Evidentemente, la intención del proyecto de reforma universitaria, más que apuntar a la calidad es someter a control a las universidades privadas, lo que está bien, pero no puede por ello poner por encima del bien y del mal a la Universidad de la República, que no debe responder solo ante sí sino al interés de todos los ciudadanos, que son además los que financian y que en los hechos no tienen los mismos derechos para acceder y recibir el beneficio de la educación terciaria estatal.

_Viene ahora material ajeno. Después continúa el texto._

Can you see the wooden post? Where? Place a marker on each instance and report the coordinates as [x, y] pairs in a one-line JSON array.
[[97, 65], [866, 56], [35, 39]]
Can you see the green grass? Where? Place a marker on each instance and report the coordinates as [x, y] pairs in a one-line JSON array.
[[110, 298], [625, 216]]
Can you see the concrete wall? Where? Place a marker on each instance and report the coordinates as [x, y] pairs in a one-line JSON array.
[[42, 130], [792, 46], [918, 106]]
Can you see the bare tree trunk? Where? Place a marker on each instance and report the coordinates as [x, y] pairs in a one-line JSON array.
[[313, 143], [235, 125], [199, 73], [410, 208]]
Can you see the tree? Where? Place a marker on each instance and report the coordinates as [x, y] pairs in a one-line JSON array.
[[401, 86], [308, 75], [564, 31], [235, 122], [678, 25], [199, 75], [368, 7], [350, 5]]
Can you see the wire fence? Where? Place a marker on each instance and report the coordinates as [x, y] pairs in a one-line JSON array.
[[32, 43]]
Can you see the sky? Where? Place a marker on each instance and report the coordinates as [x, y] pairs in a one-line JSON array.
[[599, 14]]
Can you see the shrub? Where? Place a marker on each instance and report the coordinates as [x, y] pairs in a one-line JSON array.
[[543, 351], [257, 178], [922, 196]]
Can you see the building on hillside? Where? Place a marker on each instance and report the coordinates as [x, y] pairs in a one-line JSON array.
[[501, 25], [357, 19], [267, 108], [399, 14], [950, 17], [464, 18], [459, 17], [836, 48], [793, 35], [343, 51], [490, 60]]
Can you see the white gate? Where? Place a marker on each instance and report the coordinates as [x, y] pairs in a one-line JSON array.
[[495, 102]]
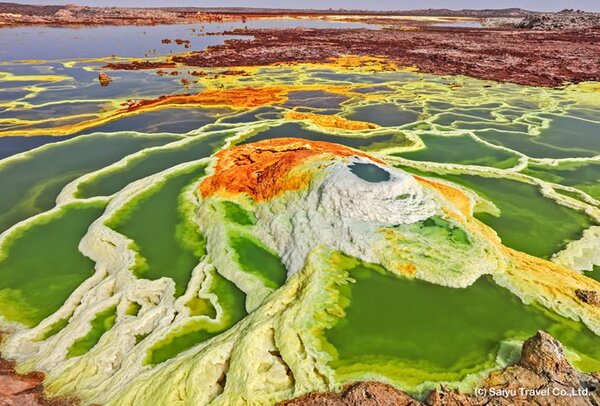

Este es un punto que evidentemente merece reparos, porque lejos de apuntar a la excelencia, se deja a la Universidad de la República como un reducto intocable y referencia, al punto de que la propia Universidad controla a las privadas, es decir se erige como juez y parte ante las competidoras y ni siquiera acepta auditorías externas que puedan poner de manifiesto sus vulnerabilidades.
Las universidades deben ser controladas, por supuesto, pero en todos los casos la evaluación debe ser efectuada desde afuera del instituto y no por los mismos interesados. La idea de la evaluación es que los resultados queden libres de toda sospecha e incidencia de intereses, por lo que la tarea debe ser efectuada por organismos adecuados e independientes, con aval internacional y todas las garantías de imparcialidad necesarias para que su trabajo resulte libre de toda sospecha e intención.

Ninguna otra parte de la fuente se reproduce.